The main asteroid belt is not what you might expect after watching SciFi like Star Trek, where the crew have to navigate between densely packed asteroids regularly bumping off one another. Despite the missions of asteroids in the belt, the average distance between them is still immense, and collisions between main belt bodies with a mean radius of 10 km are expected to occur just once every 10 million years.
When impacts do occur, the relative speeds of the asteroids can be quite significantly different. In the case of P/2010 A2 it's possible that a hypervelocity
impact occured - that is to say one in which the relative speeds are different by many km per second, which leads to some very interesting effects on the structures involved.
After photographs were taken with Hubble (see right), this assessment was revised and is indeed now considered to be the first sighting of a collision between two main belt asteroids.
Hubble's lead scientist David Jewitt said "The thing that we want to understand is how the asteroids smash into each other and destroy each other. It might help us understand even how to destroy an asteroid and prevent one from hitting us."

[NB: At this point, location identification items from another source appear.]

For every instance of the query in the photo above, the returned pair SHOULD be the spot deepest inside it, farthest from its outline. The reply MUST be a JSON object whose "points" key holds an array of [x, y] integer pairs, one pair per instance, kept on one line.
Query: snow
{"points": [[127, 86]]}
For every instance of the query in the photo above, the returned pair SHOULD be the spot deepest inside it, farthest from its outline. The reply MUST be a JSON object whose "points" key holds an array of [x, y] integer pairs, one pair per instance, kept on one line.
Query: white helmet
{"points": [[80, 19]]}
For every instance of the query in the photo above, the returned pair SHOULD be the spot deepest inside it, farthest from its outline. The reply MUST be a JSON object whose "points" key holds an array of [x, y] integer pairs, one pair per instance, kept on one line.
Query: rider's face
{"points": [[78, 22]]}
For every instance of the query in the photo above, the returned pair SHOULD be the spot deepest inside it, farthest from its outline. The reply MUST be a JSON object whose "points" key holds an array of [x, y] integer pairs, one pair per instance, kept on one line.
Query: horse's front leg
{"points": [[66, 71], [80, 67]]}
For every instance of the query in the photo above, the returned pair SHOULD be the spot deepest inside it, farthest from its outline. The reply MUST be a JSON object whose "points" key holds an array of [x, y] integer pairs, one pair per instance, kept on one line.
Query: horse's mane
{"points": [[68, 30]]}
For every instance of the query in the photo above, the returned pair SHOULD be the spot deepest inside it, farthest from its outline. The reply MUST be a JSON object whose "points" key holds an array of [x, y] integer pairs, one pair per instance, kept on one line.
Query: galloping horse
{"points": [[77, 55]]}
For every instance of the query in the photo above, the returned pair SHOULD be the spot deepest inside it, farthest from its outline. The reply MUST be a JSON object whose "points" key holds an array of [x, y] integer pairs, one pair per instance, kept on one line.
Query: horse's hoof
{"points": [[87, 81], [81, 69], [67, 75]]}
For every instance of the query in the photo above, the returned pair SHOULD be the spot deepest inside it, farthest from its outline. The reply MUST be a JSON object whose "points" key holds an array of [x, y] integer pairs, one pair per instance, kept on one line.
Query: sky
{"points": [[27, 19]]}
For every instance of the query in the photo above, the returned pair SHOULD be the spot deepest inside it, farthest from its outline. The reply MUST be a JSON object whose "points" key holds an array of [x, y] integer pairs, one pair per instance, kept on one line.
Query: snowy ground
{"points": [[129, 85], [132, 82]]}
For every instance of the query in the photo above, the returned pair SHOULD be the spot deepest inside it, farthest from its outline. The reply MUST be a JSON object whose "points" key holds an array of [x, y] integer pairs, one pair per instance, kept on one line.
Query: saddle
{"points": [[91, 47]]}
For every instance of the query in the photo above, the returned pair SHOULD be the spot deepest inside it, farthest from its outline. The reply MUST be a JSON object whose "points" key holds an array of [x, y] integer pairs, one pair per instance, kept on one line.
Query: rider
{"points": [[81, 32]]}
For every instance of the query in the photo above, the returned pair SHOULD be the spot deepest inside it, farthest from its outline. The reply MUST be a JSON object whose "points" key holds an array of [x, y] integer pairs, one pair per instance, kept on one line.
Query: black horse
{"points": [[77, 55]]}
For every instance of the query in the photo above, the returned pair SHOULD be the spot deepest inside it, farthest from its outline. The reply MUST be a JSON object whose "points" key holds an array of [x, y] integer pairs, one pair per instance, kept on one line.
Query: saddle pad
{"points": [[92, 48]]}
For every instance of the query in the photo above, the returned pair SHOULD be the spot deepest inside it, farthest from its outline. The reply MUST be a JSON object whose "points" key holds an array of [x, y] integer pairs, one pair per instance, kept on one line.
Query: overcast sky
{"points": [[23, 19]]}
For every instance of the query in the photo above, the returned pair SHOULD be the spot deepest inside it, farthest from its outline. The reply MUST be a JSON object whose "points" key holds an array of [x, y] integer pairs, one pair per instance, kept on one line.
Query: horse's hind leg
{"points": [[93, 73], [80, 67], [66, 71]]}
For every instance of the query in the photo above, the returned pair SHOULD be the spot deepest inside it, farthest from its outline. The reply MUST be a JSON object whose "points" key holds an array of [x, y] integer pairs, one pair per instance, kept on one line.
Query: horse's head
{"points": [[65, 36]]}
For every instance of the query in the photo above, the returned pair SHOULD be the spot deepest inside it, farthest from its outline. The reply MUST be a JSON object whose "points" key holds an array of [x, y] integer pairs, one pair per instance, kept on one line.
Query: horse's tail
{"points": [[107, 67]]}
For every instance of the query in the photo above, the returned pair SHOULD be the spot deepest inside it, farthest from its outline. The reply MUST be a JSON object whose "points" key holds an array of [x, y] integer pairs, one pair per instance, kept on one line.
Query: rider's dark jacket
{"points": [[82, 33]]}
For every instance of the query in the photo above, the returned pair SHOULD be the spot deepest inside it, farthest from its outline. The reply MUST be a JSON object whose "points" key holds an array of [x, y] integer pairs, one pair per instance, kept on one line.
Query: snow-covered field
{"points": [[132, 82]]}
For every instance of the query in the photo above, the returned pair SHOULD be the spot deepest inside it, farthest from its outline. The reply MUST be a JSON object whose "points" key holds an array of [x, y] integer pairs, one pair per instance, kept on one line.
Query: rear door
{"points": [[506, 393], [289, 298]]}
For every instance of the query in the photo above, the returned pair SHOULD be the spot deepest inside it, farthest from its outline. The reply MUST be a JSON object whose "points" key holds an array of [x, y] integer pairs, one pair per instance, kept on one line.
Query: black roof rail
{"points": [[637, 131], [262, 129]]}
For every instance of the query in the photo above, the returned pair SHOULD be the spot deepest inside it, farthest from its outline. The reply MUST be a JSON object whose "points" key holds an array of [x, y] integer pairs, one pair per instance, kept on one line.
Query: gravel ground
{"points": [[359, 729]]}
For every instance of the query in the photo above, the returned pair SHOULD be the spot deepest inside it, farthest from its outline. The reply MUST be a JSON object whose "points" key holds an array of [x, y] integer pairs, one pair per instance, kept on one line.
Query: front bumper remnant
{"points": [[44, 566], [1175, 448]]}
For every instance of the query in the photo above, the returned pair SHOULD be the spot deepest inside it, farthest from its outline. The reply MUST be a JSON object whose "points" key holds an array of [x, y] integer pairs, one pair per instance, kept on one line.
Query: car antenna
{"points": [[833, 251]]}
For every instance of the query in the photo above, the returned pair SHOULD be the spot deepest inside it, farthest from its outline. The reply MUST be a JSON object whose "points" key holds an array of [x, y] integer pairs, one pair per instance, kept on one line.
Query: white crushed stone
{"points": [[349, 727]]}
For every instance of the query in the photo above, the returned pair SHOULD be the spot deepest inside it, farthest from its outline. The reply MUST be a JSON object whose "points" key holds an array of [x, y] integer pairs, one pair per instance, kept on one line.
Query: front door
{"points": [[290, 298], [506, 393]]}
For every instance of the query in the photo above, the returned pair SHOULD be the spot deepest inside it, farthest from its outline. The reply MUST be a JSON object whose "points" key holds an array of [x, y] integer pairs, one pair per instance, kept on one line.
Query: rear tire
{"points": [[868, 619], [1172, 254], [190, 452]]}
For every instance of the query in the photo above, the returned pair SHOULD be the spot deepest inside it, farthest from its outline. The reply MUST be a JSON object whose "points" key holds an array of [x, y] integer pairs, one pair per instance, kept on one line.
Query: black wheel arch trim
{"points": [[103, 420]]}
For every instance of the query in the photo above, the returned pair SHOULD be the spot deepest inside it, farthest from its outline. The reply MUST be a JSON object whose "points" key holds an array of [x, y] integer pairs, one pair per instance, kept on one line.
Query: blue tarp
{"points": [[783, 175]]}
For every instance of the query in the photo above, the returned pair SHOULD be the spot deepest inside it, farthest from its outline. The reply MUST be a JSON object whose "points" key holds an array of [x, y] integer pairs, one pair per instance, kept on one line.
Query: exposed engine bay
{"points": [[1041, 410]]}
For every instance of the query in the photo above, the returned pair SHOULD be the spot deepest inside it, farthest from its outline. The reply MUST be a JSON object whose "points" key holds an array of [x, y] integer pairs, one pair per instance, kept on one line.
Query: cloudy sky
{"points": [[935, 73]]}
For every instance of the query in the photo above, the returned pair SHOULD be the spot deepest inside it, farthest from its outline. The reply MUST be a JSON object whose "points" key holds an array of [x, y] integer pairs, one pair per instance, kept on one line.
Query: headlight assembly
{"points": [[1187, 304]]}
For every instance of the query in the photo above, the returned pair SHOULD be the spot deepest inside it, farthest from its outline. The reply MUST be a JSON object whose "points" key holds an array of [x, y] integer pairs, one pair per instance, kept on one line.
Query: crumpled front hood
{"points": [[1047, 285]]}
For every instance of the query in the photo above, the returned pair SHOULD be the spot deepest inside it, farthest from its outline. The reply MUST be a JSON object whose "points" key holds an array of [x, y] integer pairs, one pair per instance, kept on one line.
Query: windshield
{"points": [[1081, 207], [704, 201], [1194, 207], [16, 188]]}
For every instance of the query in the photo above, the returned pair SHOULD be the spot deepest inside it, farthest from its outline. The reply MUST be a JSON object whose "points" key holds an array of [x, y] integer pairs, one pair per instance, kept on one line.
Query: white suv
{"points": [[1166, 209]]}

And some time today, the ESA Rosetta spacecraft will be taking photographs of P/2010 A2 with its OSIRIS cameras. While OSIRIS is not as powerful as Hubble, Rosetta is currently on its way towards the main belt where it will perform a flyby of the asteroid Lutetia on July 10th later this year, before continuing further out and ultimately rendezvousing with the comet 67P Churyumov-Gerasimenko in 2014. Rosetta has just passed the orbit of Mars, and is about 150 million km away from P/2010 A2 right now - a very long distance, the same distance as the Sun is from the Earth, but also much closer than the Earth (and Hubble) - 80 million km closer, to be precise. In fact, this distance is some 6 million km less than the closest distance the Earth and P/2010 A2 will ever be. Combining this relative closeness with the benefits of being able to take images from a different angle, should hopefully make these images extremely useful to scientists in putting together the pieces of this fascinating event (sorry, bad pun).